CVE-2026-1320: Content Locking Plugin Stored XSS
Overview
- CVE: CVE-2026-1320
- Affected Plugin: Content Locking Plugin (WordPress)
- CVSS: High
- Authentication: None required — unauthenticated attackers can exploit this
- Type: Stored Cross-Site Scripting (HTTP Header Injection)
- Disclosed: February 16, 2026
In February 2026, a serious Stored XSS vulnerability was discovered in a WordPress content-locking plugin. An attacker only needs to craft a single HTTP request with a malicious JavaScript payload in a header value, and that script will later execute in any administrator's browser session.
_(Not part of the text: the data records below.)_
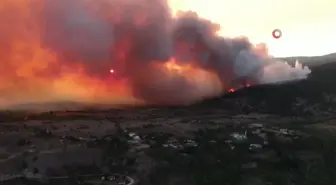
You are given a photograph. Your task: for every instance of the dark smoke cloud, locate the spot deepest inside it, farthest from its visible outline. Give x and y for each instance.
(132, 35)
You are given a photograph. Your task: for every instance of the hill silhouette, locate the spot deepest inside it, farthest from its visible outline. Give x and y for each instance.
(319, 88)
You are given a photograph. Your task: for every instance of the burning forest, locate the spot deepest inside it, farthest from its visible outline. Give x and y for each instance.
(124, 52)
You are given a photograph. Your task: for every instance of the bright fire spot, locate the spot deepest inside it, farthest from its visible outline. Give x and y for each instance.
(231, 90)
(173, 66)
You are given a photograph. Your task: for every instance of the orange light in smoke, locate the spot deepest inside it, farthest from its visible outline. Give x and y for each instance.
(231, 90)
(173, 66)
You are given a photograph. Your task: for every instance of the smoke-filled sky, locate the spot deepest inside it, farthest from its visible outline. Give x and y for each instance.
(119, 51)
(308, 26)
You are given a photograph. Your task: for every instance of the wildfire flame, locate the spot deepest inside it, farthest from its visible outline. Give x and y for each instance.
(109, 51)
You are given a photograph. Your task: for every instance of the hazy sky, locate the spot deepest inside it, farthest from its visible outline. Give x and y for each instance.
(308, 26)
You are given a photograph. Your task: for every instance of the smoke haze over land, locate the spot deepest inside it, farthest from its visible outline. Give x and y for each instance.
(124, 51)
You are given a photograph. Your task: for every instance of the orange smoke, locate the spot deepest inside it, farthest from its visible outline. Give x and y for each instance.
(32, 72)
(28, 69)
(119, 52)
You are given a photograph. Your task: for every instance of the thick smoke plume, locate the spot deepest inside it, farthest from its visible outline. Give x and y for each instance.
(121, 51)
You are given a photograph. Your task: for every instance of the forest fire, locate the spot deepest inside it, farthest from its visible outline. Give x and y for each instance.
(67, 50)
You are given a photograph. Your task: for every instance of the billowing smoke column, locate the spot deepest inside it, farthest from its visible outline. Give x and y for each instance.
(164, 59)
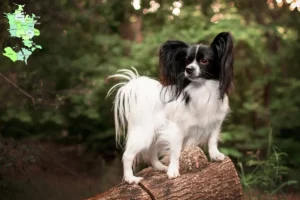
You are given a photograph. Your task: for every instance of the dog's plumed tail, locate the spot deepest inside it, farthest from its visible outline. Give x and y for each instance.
(134, 102)
(123, 99)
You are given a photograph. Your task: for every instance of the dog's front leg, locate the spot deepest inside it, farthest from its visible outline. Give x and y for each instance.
(175, 138)
(214, 153)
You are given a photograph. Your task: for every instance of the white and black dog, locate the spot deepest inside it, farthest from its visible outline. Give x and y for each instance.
(186, 108)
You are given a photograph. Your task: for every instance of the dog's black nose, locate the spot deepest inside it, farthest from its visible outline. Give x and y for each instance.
(189, 70)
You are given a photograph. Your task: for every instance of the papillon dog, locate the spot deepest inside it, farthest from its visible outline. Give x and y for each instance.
(185, 108)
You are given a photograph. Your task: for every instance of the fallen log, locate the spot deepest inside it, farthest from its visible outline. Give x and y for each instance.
(199, 179)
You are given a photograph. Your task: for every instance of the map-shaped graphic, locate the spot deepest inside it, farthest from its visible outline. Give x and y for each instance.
(21, 26)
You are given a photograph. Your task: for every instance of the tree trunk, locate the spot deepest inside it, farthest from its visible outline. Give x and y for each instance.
(199, 179)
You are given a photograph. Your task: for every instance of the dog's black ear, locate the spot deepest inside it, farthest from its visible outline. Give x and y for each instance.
(222, 46)
(172, 55)
(171, 61)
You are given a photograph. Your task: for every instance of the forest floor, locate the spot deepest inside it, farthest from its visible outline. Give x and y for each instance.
(35, 169)
(45, 170)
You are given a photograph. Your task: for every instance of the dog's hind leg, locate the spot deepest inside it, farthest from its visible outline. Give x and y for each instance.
(137, 140)
(157, 165)
(175, 139)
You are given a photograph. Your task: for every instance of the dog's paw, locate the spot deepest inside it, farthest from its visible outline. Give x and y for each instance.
(133, 179)
(172, 173)
(160, 167)
(216, 156)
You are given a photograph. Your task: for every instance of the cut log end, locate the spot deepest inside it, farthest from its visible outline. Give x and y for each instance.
(199, 179)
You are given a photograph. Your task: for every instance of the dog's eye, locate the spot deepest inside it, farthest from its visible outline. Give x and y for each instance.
(188, 61)
(203, 61)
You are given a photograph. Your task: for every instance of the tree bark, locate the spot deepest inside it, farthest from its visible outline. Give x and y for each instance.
(199, 179)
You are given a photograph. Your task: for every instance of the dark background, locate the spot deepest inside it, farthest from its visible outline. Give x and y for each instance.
(57, 132)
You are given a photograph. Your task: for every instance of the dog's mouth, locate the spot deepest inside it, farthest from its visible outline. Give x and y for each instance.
(191, 77)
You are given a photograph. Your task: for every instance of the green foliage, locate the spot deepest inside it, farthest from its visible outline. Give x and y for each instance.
(268, 176)
(85, 41)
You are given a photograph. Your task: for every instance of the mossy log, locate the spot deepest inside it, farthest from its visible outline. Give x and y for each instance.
(199, 179)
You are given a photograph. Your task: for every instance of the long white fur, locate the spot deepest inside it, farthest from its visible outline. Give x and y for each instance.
(153, 127)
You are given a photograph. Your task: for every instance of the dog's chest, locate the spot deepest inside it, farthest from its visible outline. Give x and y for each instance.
(203, 109)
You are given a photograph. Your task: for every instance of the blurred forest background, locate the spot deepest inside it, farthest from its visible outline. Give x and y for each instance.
(57, 132)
The complete absence of an authentication requirement makes this vulnerability particularly dangerous.
What Happened
The Content Locking Plugin provides WordPress site owners with the ability to restrict certain content to specific users or groups. To support access logging and usage analytics, the plugin records the originating IP address of each incoming request. It did so by reading the X-Forwarded-For HTTP header and storing its value directly into the database.
Two independent failures combined to create the vulnerability:
- Missing input validation: The plugin accepted any arbitrary string from the
X-Forwarded-Forheader without checking whether it contained a valid IP address format or any unsafe characters. - Missing output escaping: When rendering the stored values in the admin dashboard log view, the plugin emitted the raw database value into the HTML page without applying any HTML encoding.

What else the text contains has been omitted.